Which of the following propositional logic statements are true and why?
- $(∀x(P(x)⟹Q(x)))⟹((∀xP(x))⟹(∀xQ(x)))$
- $(∀x(P(x))⟹∀x(Q(x)))⟹(∀x(P(x)⟹Q(x)))$
- $(∀x(P(x))⇔(∀x(Q(x))))⟹(∀x(P(x)⇔Q(x)))$
$(∀x(P(x)⇔Q(x)))⟹(∀x(P(x))⇔(∀x(Q(x))))$
Are their any standard laws/rules of distribution of universal quantifier over conditional and binconditional that can help me solve this?
Also rules for distribution of existential quantifier over conditional and binconditional?
Recently I came across distribution of quantifiers over $\vee$ and $\wedge$, which gave set theoretic interpretation of them as follows:
$((∀x)G(x)∨ (∀x)H(x))→ (∀x)(F(x)∨ G(x))$
In set theoretic terms, if we have that $(f(G) = D ∨ f(H) = D)$, then we have $(f(G) ∪ f(H)) = D$
$(∃x)(G(x)∧ H(x))→((∃x)G(x)∧ (∃x)H(x))$
In set theoretic terms, if we have that $(f(G) ∩ f(H)) ≥ 1$, then we have $(f(G) ≥ 1 ∧ f(H) ≥ 1)$
Can we say similar for distribution of quantifiers over conditional and biconditional (just to bring in more clarity)?
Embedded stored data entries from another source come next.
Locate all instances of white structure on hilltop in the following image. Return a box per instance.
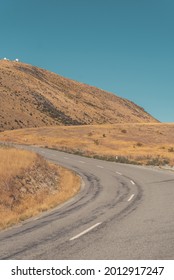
[2,57,19,62]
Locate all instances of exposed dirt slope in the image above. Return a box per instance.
[0,60,158,131]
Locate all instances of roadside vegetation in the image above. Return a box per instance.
[0,123,174,166]
[0,145,80,229]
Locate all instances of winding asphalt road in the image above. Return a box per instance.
[0,146,174,259]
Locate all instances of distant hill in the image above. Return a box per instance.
[0,60,158,131]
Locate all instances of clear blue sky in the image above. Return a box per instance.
[0,0,174,122]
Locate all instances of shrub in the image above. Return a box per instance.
[94,139,99,145]
[146,157,169,166]
[136,142,143,147]
[168,147,174,152]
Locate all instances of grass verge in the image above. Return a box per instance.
[0,146,81,230]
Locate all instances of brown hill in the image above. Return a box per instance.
[0,60,158,131]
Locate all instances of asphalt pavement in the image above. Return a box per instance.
[0,146,174,259]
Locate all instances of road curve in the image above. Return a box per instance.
[0,146,174,259]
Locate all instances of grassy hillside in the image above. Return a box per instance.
[0,60,158,132]
[0,145,80,229]
[1,123,174,166]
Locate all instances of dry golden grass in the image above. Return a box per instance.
[0,122,173,166]
[0,146,36,181]
[0,146,80,229]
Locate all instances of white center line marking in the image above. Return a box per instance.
[130,180,135,185]
[48,153,56,157]
[69,223,102,241]
[64,157,69,159]
[97,165,104,168]
[128,194,135,202]
[116,171,122,175]
[78,160,85,164]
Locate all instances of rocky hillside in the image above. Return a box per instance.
[0,60,158,131]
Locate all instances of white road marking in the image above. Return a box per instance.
[97,165,104,168]
[47,153,56,157]
[69,223,102,241]
[116,171,122,175]
[43,152,57,158]
[78,160,85,164]
[130,180,135,185]
[128,194,135,202]
[64,157,69,159]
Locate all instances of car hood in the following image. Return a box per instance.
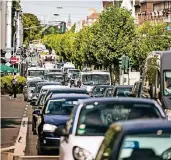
[43,114,69,126]
[69,136,104,158]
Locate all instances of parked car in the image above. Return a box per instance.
[32,81,62,99]
[35,94,90,155]
[56,98,166,160]
[31,92,47,135]
[43,88,89,105]
[95,119,171,160]
[113,85,133,97]
[23,79,43,101]
[91,85,111,97]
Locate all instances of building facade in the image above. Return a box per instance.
[135,0,171,25]
[0,0,7,59]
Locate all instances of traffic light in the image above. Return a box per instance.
[58,22,66,34]
[125,56,129,70]
[118,57,124,69]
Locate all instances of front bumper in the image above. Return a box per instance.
[39,132,60,150]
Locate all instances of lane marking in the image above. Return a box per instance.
[0,146,15,152]
[23,114,26,117]
[14,117,28,156]
[25,108,28,110]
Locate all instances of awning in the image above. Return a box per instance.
[0,64,18,73]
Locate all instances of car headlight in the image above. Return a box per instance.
[43,124,57,132]
[73,146,93,160]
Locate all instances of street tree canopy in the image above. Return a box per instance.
[22,13,41,46]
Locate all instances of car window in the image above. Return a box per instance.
[45,99,78,115]
[118,133,171,160]
[115,88,132,97]
[92,87,108,96]
[76,102,160,136]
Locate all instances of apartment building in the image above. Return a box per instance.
[135,0,171,25]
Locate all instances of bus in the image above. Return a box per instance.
[27,67,46,81]
[140,51,171,119]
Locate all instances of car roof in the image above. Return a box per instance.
[49,88,87,92]
[110,119,171,134]
[45,72,63,75]
[37,82,61,85]
[49,93,90,100]
[115,85,133,88]
[94,85,111,87]
[41,85,64,89]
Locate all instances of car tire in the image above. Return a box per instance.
[37,137,45,155]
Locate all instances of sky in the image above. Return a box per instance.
[21,1,105,25]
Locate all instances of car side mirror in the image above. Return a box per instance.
[55,128,68,137]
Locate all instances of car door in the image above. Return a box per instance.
[60,105,79,160]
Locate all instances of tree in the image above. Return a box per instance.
[133,21,171,73]
[94,6,136,81]
[22,13,41,46]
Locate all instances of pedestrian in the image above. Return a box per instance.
[9,77,17,99]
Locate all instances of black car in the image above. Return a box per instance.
[113,85,133,97]
[91,85,111,97]
[31,92,47,135]
[35,94,90,155]
[43,88,89,104]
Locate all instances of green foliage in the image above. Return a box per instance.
[133,21,171,71]
[22,13,41,46]
[0,76,26,94]
[42,6,171,79]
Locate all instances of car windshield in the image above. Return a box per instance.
[45,99,78,115]
[36,84,59,93]
[49,69,62,72]
[116,87,132,97]
[164,71,171,96]
[45,74,64,82]
[28,70,44,77]
[28,81,40,88]
[92,86,110,96]
[118,133,171,160]
[76,102,160,136]
[82,74,110,85]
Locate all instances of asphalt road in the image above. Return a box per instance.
[1,94,26,148]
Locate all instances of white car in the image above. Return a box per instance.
[40,85,68,94]
[56,98,166,160]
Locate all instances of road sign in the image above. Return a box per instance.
[11,57,19,64]
[5,62,11,66]
[5,52,12,59]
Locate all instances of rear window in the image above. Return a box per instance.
[115,87,132,97]
[76,102,161,136]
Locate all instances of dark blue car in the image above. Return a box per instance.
[35,93,90,155]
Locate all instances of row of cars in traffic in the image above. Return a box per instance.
[23,76,171,160]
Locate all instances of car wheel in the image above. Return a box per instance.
[37,137,45,155]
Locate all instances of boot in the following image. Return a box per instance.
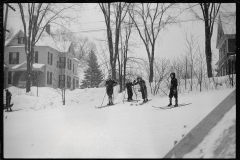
[174,99,178,107]
[168,98,172,106]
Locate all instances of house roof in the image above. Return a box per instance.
[219,13,236,35]
[5,29,72,54]
[55,41,72,52]
[5,30,24,47]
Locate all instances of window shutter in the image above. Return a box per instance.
[51,53,53,65]
[9,52,12,64]
[67,59,69,70]
[35,52,38,63]
[17,52,19,64]
[48,52,49,64]
[59,75,61,88]
[64,57,66,68]
[47,71,49,84]
[50,72,52,85]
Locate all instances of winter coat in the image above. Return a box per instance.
[133,79,146,90]
[125,82,133,90]
[170,73,178,90]
[105,79,117,95]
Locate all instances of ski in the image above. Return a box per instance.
[152,103,192,109]
[138,99,152,105]
[95,102,121,109]
[123,99,140,102]
[4,103,13,110]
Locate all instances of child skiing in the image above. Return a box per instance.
[125,81,134,101]
[5,89,12,111]
[105,75,117,105]
[133,77,148,102]
[168,72,178,107]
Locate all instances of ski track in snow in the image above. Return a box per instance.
[3,86,235,158]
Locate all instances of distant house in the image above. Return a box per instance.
[215,13,236,77]
[4,25,79,90]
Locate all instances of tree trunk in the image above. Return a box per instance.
[149,58,154,83]
[26,54,32,92]
[205,25,213,78]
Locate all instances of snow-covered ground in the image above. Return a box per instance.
[183,105,236,158]
[3,85,235,158]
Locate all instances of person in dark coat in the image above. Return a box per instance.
[105,75,117,105]
[125,81,134,101]
[133,77,148,102]
[5,89,12,111]
[168,72,178,107]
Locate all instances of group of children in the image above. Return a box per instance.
[105,72,178,107]
[4,73,178,110]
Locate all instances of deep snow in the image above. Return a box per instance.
[3,85,235,158]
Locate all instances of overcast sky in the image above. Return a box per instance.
[6,3,236,67]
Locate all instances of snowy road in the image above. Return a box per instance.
[4,87,234,158]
Formulas (1) and (4) are valid, i.e. they are true in every first-order $\mathcal{L}$-structure.
Formulas (2) and (3) are not valid, i.e. there exists a $\mathcal{L}$-structure in which they are not true. For instance, take the $\mathcal{L}$-structure $\mathcal{N}$ whose domain is $\mathbb{N}$ and whose interpretation of $P$ is $2\mathbb{N}$ (the set of even natural numbers), and whose interpretation of $Q$ is $\mathbb{N} \smallsetminus 2\mathbb{N}$ (the set of odd natural numbers). You have that the formula $\forall xP(x) \Rightarrow \forall x Q(x)$ is vacuously true in $\mathcal{N}$ (it claims that "if every natural number is even then every natural number is odd"), but the formula $\forall x(P(x) \Rightarrow Q(x))$ is false in $\mathcal{N}$ (it claims that "for every natural number, if it is even then it is odd"), therefore your formula (2) is false in $\mathcal{N}$. Similarly for the formula (3), since $A \Leftrightarrow B$ is equivalent to $(A \Rightarrow B) \land (B \Rightarrow A)$.
In general, when one talks about distributivity of something over something else (for instance, distributivity of $\land$ over $\lor$), one means that two formulas are logically equivalent. With this meaning, the answer to your question "Does the universal quantifier distribute over conditional or biconditional?" is negative since the formula $\forall xP(x) \Rightarrow \forall x Q(x)$ is not logically equivalent to the formula $\forall x(P(x) \Rightarrow Q(x))$ (your formula (1) is valid, but your formula (2) is not valid), and similarly the formula $\forall xP(x) \Leftrightarrow \forall x Q(x)$ is not logically equivalent to formula $\forall x(P(x) \Leftrightarrow Q(x))$ (your formula (4) is valid, but your formula (3) is not valid).